Extract all True properties and add to a list

I have a java class with 3 boolean property like this
boolean isActive;
boolean isEnable;
boolean isNew;
every property is related to an enum (e.g. ACTIVE,ENABLE,NEW).
I want to have 2 lists of enum. One which has only the enums related to true property value and one for the false one.
just to be clear. using if-else statement I could have
Set<FlagEnum> flagSet = new HashSet<>();
Set<FlagEnum> falseFlagSet = new HashSet<>();
if (object.isActive()) {
flagSet.add(ACTIVE);
} else {
falseFlagSet.add(ACTIVE);
}
if (object.isEnable()) {
flagSet.add(ENABLE);
} else {
falseFlagSet.add(ENABLE);
}
if (object.isNew()) {
flagSet.add(NEW);
} else {
falseFlagSet.add(NEW);
}
is there a way to avoid all these if-else?
I tried with something like
Map<boolean, List<Pair<boolean, FlagEnum>>> res = Stream.of(
new Pair<>(object.isActive(), ACTIVE),
new Pair<>(object.isNew(), NEW),
new Pair<>(object.isEnable(), ENABLE))
.collect(Collectors.partitioningBy(Pair::getKey));
but the resulted structure is an additional complexity which I would like to avoid.
In my real case, I have more than 15 boolean properties...
You can simplify this in various ways. Which of them make sense, depends on your exact requirements.
You can derive the falseFlagSet trivially from the flagSet using EnumSet.complementOf after populating the flagSet:
EnumSet<FlagEnum> falseFlagSet = EnumSet.complementOf(flagSet);
This assumes that all FlagEnum values have corresponding flags. If that's not the case then you need to construct a EnumSet with all enums that have flags and subtract flagSet from that using removeAll.

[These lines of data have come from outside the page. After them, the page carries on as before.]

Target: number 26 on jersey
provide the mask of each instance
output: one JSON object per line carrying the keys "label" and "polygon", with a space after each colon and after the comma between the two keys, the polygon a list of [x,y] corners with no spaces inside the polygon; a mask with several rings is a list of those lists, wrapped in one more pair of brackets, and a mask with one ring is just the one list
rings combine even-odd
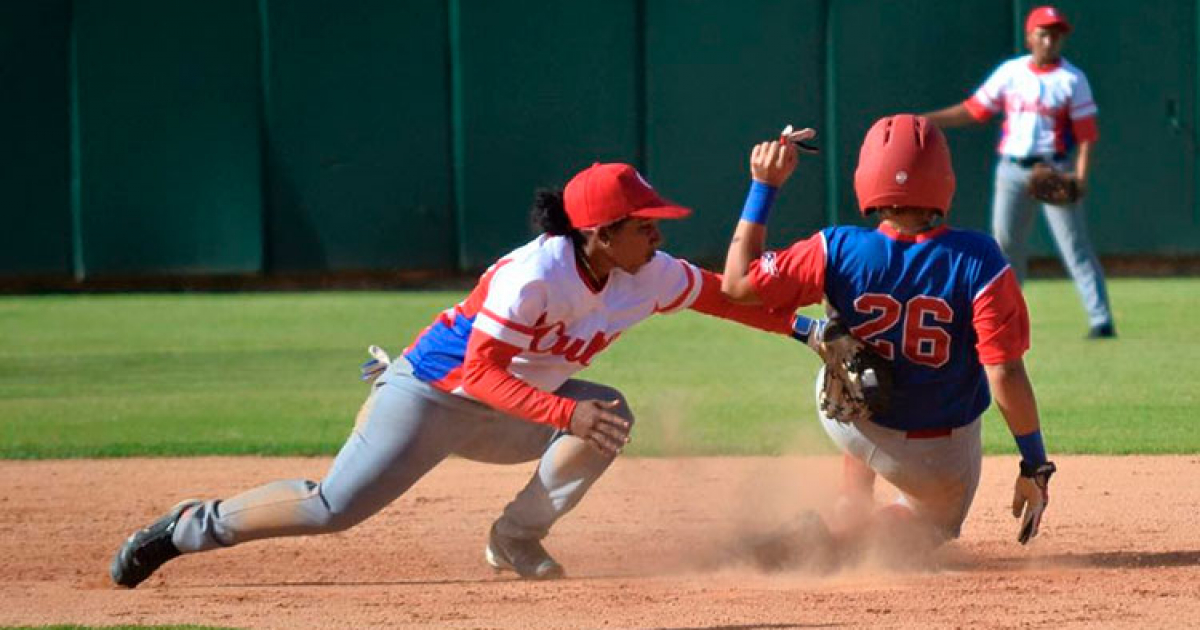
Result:
{"label": "number 26 on jersey", "polygon": [[878,337],[900,324],[904,326],[900,351],[906,359],[934,368],[950,360],[950,333],[937,325],[954,321],[954,309],[946,300],[918,295],[901,304],[885,293],[864,293],[854,300],[854,310],[868,319],[851,328],[850,334],[870,344],[880,356],[896,358],[895,344]]}

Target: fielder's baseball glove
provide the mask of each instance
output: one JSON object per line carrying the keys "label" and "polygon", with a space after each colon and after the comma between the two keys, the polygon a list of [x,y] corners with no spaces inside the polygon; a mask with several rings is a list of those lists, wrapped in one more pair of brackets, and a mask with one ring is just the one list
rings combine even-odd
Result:
{"label": "fielder's baseball glove", "polygon": [[1035,164],[1029,174],[1029,196],[1056,206],[1069,206],[1083,194],[1079,180],[1046,164]]}
{"label": "fielder's baseball glove", "polygon": [[892,364],[855,339],[837,320],[825,325],[816,347],[825,362],[820,408],[841,422],[871,420],[892,404]]}

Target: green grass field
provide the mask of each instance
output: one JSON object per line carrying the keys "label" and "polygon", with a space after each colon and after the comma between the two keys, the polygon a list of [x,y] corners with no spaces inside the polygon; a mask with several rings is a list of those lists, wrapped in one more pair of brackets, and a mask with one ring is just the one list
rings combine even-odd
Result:
{"label": "green grass field", "polygon": [[[1048,447],[1200,452],[1200,279],[1111,283],[1120,338],[1085,341],[1073,287],[1026,287]],[[0,457],[332,454],[371,343],[401,350],[454,292],[0,298]],[[628,396],[636,455],[828,452],[798,344],[654,318],[582,377]],[[1015,452],[989,411],[990,453]]]}

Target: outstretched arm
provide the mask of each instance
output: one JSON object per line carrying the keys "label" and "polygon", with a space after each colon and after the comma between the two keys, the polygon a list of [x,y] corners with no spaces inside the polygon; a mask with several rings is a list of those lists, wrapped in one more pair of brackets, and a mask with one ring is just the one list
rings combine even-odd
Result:
{"label": "outstretched arm", "polygon": [[1015,359],[985,365],[984,371],[996,406],[1021,451],[1021,472],[1013,488],[1012,513],[1021,519],[1017,542],[1024,545],[1037,536],[1042,514],[1050,504],[1050,477],[1056,469],[1046,458],[1037,402],[1025,373],[1024,361]]}
{"label": "outstretched arm", "polygon": [[1050,503],[1054,464],[1046,458],[1033,385],[1021,356],[1029,348],[1029,311],[1011,268],[1005,268],[975,298],[976,351],[996,407],[1021,451],[1021,471],[1013,488],[1013,516],[1021,519],[1017,542],[1037,536]]}
{"label": "outstretched arm", "polygon": [[[781,335],[792,334],[793,316],[783,310],[771,310],[762,304],[737,303],[722,293],[721,276],[701,269],[700,294],[691,309]],[[805,318],[807,320],[807,318]],[[811,320],[808,320],[811,321]]]}
{"label": "outstretched arm", "polygon": [[929,122],[941,127],[942,129],[949,129],[951,127],[966,127],[967,125],[980,122],[977,117],[971,115],[970,110],[968,110],[967,106],[962,103],[951,105],[945,109],[926,112],[921,115],[927,118]]}

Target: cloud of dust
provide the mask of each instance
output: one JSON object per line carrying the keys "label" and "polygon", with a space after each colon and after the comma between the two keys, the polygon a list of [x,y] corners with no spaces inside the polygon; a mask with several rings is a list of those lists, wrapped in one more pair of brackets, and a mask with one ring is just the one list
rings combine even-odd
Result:
{"label": "cloud of dust", "polygon": [[[686,410],[680,400],[662,405],[650,419],[658,425],[664,454],[688,446]],[[936,567],[937,545],[894,524],[852,533],[837,529],[842,458],[813,455],[830,452],[832,445],[823,431],[804,423],[818,423],[815,409],[797,411],[796,431],[778,457],[664,460],[655,483],[673,490],[655,513],[677,544],[668,562],[656,561],[655,572],[854,580]],[[876,480],[877,508],[897,495],[882,478]]]}

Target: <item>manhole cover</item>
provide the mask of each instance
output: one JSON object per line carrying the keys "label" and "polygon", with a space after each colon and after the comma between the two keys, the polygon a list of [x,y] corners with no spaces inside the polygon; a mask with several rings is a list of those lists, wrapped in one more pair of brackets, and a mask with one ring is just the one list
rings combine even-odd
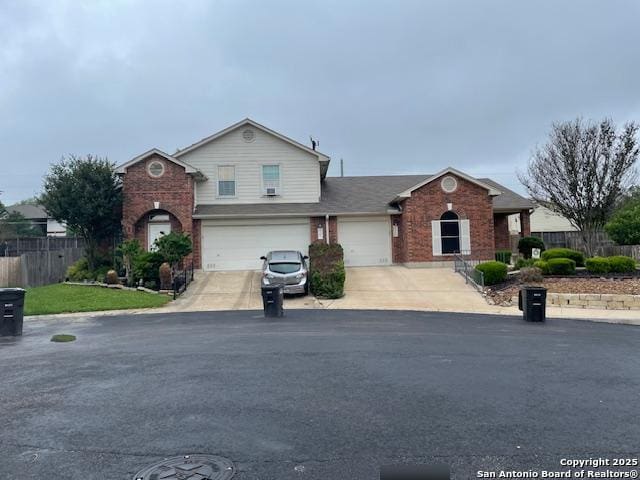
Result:
{"label": "manhole cover", "polygon": [[134,480],[227,480],[235,473],[231,460],[215,455],[171,457],[140,470]]}

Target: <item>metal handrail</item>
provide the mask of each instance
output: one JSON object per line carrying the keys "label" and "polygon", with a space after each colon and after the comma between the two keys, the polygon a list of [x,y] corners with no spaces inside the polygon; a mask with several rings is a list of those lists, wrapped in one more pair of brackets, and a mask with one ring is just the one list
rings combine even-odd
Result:
{"label": "metal handrail", "polygon": [[477,260],[465,260],[462,253],[454,254],[454,270],[464,277],[464,283],[472,284],[477,290],[484,290],[484,273],[476,269]]}
{"label": "metal handrail", "polygon": [[180,270],[173,275],[172,287],[174,300],[187,289],[191,282],[193,282],[193,272],[194,270],[192,259],[191,264],[187,268],[185,268],[184,270]]}

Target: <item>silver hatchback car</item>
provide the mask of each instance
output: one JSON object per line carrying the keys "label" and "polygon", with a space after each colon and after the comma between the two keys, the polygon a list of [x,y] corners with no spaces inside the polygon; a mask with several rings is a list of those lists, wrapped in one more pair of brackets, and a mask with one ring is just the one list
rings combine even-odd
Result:
{"label": "silver hatchback car", "polygon": [[262,285],[284,285],[284,293],[309,293],[307,257],[295,250],[267,253],[262,264]]}

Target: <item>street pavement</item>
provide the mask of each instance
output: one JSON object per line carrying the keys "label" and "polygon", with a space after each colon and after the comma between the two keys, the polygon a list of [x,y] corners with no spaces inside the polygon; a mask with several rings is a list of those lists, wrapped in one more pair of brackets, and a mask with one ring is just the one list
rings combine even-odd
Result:
{"label": "street pavement", "polygon": [[242,480],[638,458],[638,345],[634,326],[442,312],[30,318],[0,339],[0,478],[130,480],[190,453]]}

#1 already removes the need for the else in your cascade, simplifying the code to
if (object.isActive()) {
flagSet.add(ACTIVE);
}
if (object.isEnable()) {
flagSet.add(ENABLE);
}
if (object.isNew()) {
flagSet.add(NEW);
}
If you have enough different flags, then you can create a mapping from getter method to FlagEnum value like this:
Map<Function<YourClass,Boolean>,FlagEnum> GETTERS = Map.of(
YourClass::isActive, FlagEnum.ACTIVE,
YourClass::isNew, FlagEnum.NEW,
YourClass::isEnable, FlagEnum.ENABLE);
Then you can use this to make the whole process data-driven:
EnumSet<FlagEnum> getFlagSet(YourClass yourObject) {
EnumSet<FlagEnum> result = EnumSet.noneOf(FlagEnum.class);
for (Map.Entry<Function<YourClass,Boolean>, FlagEnum> getter : GETTERS.entrySet()) {
if (getter.getKey().apply(yourObject)) {
result.add(getter.getValue());
}
}
return result;
}
If the number of flags is very big, then you could switch entirely to reflection and detect the flags and matching getters dynamically using string comparison, but I would not suggest that approach. If you need something like that then you probably should switch to a framework that supports that kind of feature and not implement it yourself.

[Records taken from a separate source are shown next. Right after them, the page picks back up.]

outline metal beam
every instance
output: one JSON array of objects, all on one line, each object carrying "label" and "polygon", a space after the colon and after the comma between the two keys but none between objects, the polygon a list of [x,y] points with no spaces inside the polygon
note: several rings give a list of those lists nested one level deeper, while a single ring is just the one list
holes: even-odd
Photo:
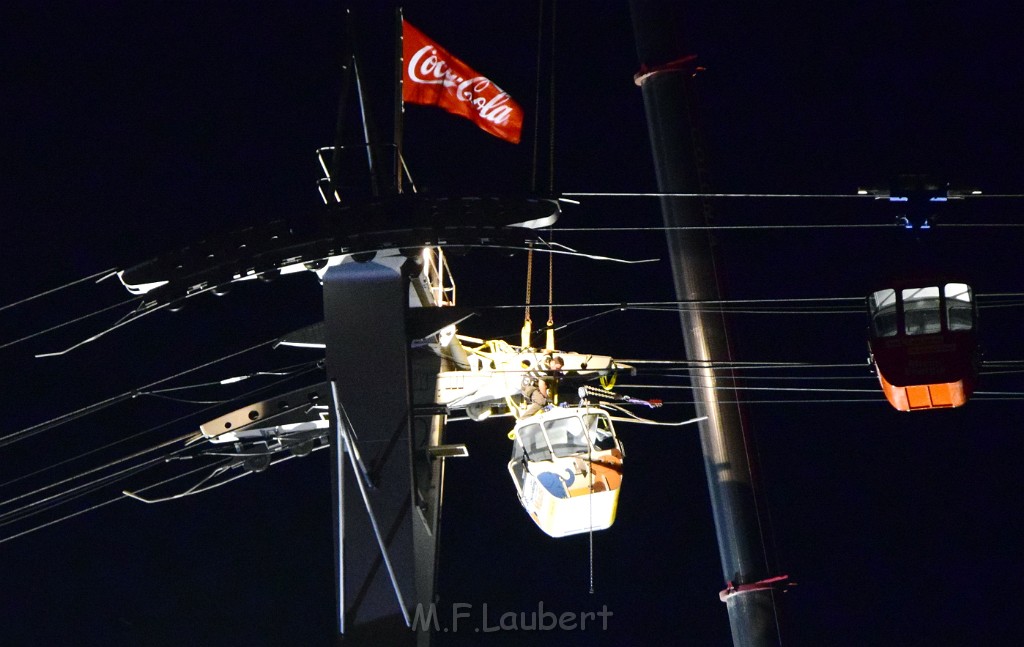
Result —
[{"label": "metal beam", "polygon": [[[345,645],[414,640],[405,619],[415,602],[407,303],[408,282],[384,265],[345,263],[324,276],[327,376],[343,405],[332,411],[332,445]],[[359,469],[345,469],[342,451]]]}]

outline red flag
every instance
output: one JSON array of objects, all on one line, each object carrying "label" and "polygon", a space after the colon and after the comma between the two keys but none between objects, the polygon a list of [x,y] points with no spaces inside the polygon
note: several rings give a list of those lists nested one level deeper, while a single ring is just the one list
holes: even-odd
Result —
[{"label": "red flag", "polygon": [[490,79],[481,76],[423,32],[402,20],[402,98],[444,108],[513,144],[523,129],[523,109]]}]

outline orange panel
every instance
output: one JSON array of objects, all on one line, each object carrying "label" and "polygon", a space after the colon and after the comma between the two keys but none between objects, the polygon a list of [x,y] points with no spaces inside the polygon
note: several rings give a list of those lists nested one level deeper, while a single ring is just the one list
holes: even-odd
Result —
[{"label": "orange panel", "polygon": [[882,391],[889,404],[899,411],[948,409],[959,407],[967,402],[963,380],[901,387],[893,386],[879,373],[878,381],[882,385]]},{"label": "orange panel", "polygon": [[929,409],[932,407],[930,396],[931,387],[926,384],[917,384],[906,387],[907,403],[910,409]]},{"label": "orange panel", "polygon": [[950,384],[929,384],[928,395],[931,397],[933,407],[953,406],[953,389]]}]

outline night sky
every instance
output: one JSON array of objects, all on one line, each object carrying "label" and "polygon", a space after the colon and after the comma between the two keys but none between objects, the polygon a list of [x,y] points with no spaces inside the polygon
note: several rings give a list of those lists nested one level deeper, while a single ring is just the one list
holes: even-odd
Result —
[{"label": "night sky", "polygon": [[[527,115],[514,146],[441,111],[407,107],[405,154],[417,187],[454,195],[546,190],[550,70],[545,53],[536,128],[536,3],[404,6],[410,22],[501,85]],[[383,132],[393,8],[353,4]],[[678,11],[686,49],[706,68],[696,100],[714,191],[849,195],[908,172],[992,195],[1024,189],[1024,21],[1014,8],[801,2],[781,12],[746,3]],[[555,191],[656,191],[632,78],[628,4],[563,0],[556,32]],[[5,3],[0,306],[217,233],[314,217],[322,204],[315,151],[334,140],[345,33],[343,6],[334,2]],[[558,227],[662,224],[656,199],[577,199]],[[1021,293],[1021,229],[979,226],[1022,223],[1020,205],[1014,197],[949,204],[939,226],[914,240],[896,227],[852,227],[893,221],[887,203],[870,199],[718,199],[718,225],[830,225],[718,231],[721,279],[731,299],[861,298],[891,280],[937,275],[964,277],[981,295]],[[661,231],[552,235],[589,253],[659,259],[622,265],[560,256],[557,303],[675,299]],[[533,302],[543,304],[540,258]],[[479,308],[464,332],[516,342],[522,310],[493,306],[523,303],[525,255],[474,250],[450,262],[459,304]],[[127,296],[107,280],[0,311],[2,435],[322,317],[319,286],[302,275],[192,299],[180,313],[156,313],[63,357],[33,355],[98,332],[128,306],[10,343]],[[995,362],[1024,360],[1020,309],[985,304],[979,393],[962,409],[910,414],[885,402],[869,371],[863,313],[730,318],[738,360],[862,364],[765,370],[744,381],[760,387],[743,397],[770,511],[766,541],[776,571],[798,584],[780,605],[784,643],[1024,642],[1013,586],[1024,575],[1024,385],[1018,374],[994,372]],[[684,359],[676,313],[592,317],[602,310],[557,310],[558,324],[591,317],[560,332],[558,345],[624,360]],[[533,318],[542,322],[546,312],[535,309]],[[168,386],[311,358],[263,349]],[[271,381],[176,395],[217,400]],[[631,381],[654,383],[644,375]],[[658,383],[666,386],[632,393],[665,400],[661,420],[693,415],[683,378]],[[194,430],[197,418],[174,421],[202,406],[140,395],[0,448],[0,515],[27,492]],[[494,622],[539,603],[559,613],[606,606],[613,615],[605,630],[467,631],[440,644],[730,644],[694,428],[619,427],[627,471],[615,525],[594,536],[590,594],[587,537],[552,540],[518,506],[505,468],[506,423],[449,426],[449,441],[466,443],[470,458],[448,461],[440,608],[466,603],[479,614],[486,603]],[[332,644],[328,454],[166,504],[118,501],[10,540],[196,465],[156,466],[28,519],[0,517],[0,644]]]}]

That last two obviously only makes sense when the number of flags is big. If it's actually just 3 flags, then I wouldn't mind and just have 3 simple if statements.

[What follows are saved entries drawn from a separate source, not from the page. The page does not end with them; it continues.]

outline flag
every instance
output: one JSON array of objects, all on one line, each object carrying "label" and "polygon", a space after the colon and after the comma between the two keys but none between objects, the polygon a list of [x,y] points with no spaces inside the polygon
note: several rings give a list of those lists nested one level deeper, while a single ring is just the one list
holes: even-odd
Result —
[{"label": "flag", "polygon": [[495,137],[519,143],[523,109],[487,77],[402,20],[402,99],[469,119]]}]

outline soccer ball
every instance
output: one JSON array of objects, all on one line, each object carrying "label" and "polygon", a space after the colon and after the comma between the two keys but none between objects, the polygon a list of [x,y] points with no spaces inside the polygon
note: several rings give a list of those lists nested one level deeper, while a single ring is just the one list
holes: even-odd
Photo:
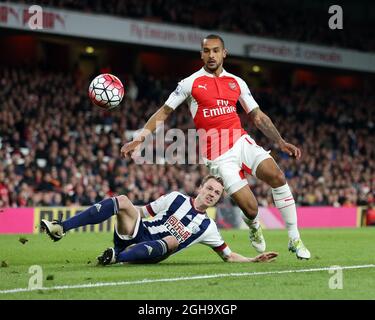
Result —
[{"label": "soccer ball", "polygon": [[109,73],[98,75],[89,86],[91,101],[107,110],[117,107],[124,97],[124,93],[124,86],[120,79]]}]

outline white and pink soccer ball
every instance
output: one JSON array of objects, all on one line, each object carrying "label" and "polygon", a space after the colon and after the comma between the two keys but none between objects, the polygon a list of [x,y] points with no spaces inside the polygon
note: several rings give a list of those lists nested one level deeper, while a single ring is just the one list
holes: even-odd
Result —
[{"label": "white and pink soccer ball", "polygon": [[91,81],[89,97],[91,101],[104,109],[117,107],[124,97],[125,90],[119,78],[109,73],[98,75]]}]

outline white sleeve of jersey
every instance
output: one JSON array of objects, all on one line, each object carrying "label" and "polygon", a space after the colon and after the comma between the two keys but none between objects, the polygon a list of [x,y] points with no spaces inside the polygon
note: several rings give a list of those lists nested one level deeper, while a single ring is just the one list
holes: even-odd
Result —
[{"label": "white sleeve of jersey", "polygon": [[146,205],[146,210],[143,211],[143,214],[145,217],[156,216],[158,213],[165,211],[179,194],[179,192],[171,192],[161,196],[160,198]]},{"label": "white sleeve of jersey", "polygon": [[238,84],[240,85],[241,95],[239,97],[239,101],[241,103],[242,108],[244,108],[246,113],[250,113],[255,108],[259,108],[258,103],[255,101],[254,97],[252,96],[250,89],[245,81],[241,78],[236,78]]},{"label": "white sleeve of jersey", "polygon": [[214,220],[210,219],[211,223],[208,226],[204,238],[200,241],[200,243],[205,244],[211,247],[222,259],[229,257],[232,253],[232,250],[228,247],[228,245],[223,240],[219,230],[217,229],[217,225]]},{"label": "white sleeve of jersey", "polygon": [[192,77],[181,80],[178,83],[177,88],[169,95],[165,104],[172,109],[176,109],[181,103],[190,97],[193,82]]}]

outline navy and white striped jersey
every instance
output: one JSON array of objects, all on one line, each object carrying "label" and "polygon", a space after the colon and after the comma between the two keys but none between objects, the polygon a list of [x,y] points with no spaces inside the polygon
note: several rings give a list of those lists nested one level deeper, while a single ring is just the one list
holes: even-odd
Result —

As a slight tangent: GETTERS above should definitely be an immutable map (wrap it in Collections.unmodifiableMap or use something like Guava ImmutableMap) and it could be argued that the same applies to the return value of the getFlagSet method. I've left those out for succinctness.
You can use a private helper method for this.
private void addFlagSet(boolean condition, FlagEnum flagEnum,
Set<FlagEnum> flagSet, Set<FlagEnum> falseFlagSet) {
Set<FlagEnum> chosenFlagSet = condition ? flagSet: falseFlagSet;
chosenFlagSet.add(flagEnum);
}
Call it as:
addFlagSet(object.isActive(), FlagEnum.ACIVE, flagSet, falseFlagSet);
addFlagSet(object.isNew(), FlagEnum.NEW, flagSet, falseFlagSet);
addFlagSet(object.isEnable(), FlagEnum.ENABLE, flagSet, falseFlagSet);
You could probably use Reflection to get all methods, then check if a getReturnType() == boolean.class. Problem is the connection between the method's name and the enum. If every single one is named like the method without the 'is', you could use FlagEnum.valueOf() to retrieve the enum value from the method name and use it.
I think this could be the easiest and clearest way to do what I need
Map<Boolean, Set<FlagEnum>> flagMap = new HashMap<>();
flagMap.computeIfAbsent(object.isActive(), h -> new HashSet()).add(ACTIVE);
flagMap.computeIfAbsent(object.isEnabled(), h -> new HashSet()).add(ENABLE);
flagMap.computeIfAbsent(object.isNew(), h -> new HashSet()).add(NEW);
//to get TRUE set simply :
flagMap.get(true);
what do you think?

How to check if Set B has at least one element that is not in Set A

So I have two sets: A and B. I need to check if set B contains anything that is not in the set A. There are maybe intersections, so I cannot just check if set A contains set B.
I can obviously do this:
for (String string : setA) {
if (!setB.contains(string) {
break;
}
}
or using the Guava library:
Sets.intersection(setA, setB).containsAll(setB); // returns false if there are elements outside.
But is there any way that would perform better or may be just cleaner or more elegant?
Thanks.
“B contains an element not in A” is the exact opposite of “A contains all elements of B”, therefore, the already existing method containsAll is sufficient to answer that question.
if(!setA.containsAll(setB)) {
System.out.println("setB contains an element not in setA");
}
You may shortcut using setB.size()>setA.size() || !setA.containsAll(setB), but this requires that the sets agree on the definition of equality, e.g. if one set is a SortedSet using String.CASE_INSENSITIVE_ORDER as comparator and the other is a HashSet, this won’t work (but the definition of the correct outcome is tricky with such combinations anyway).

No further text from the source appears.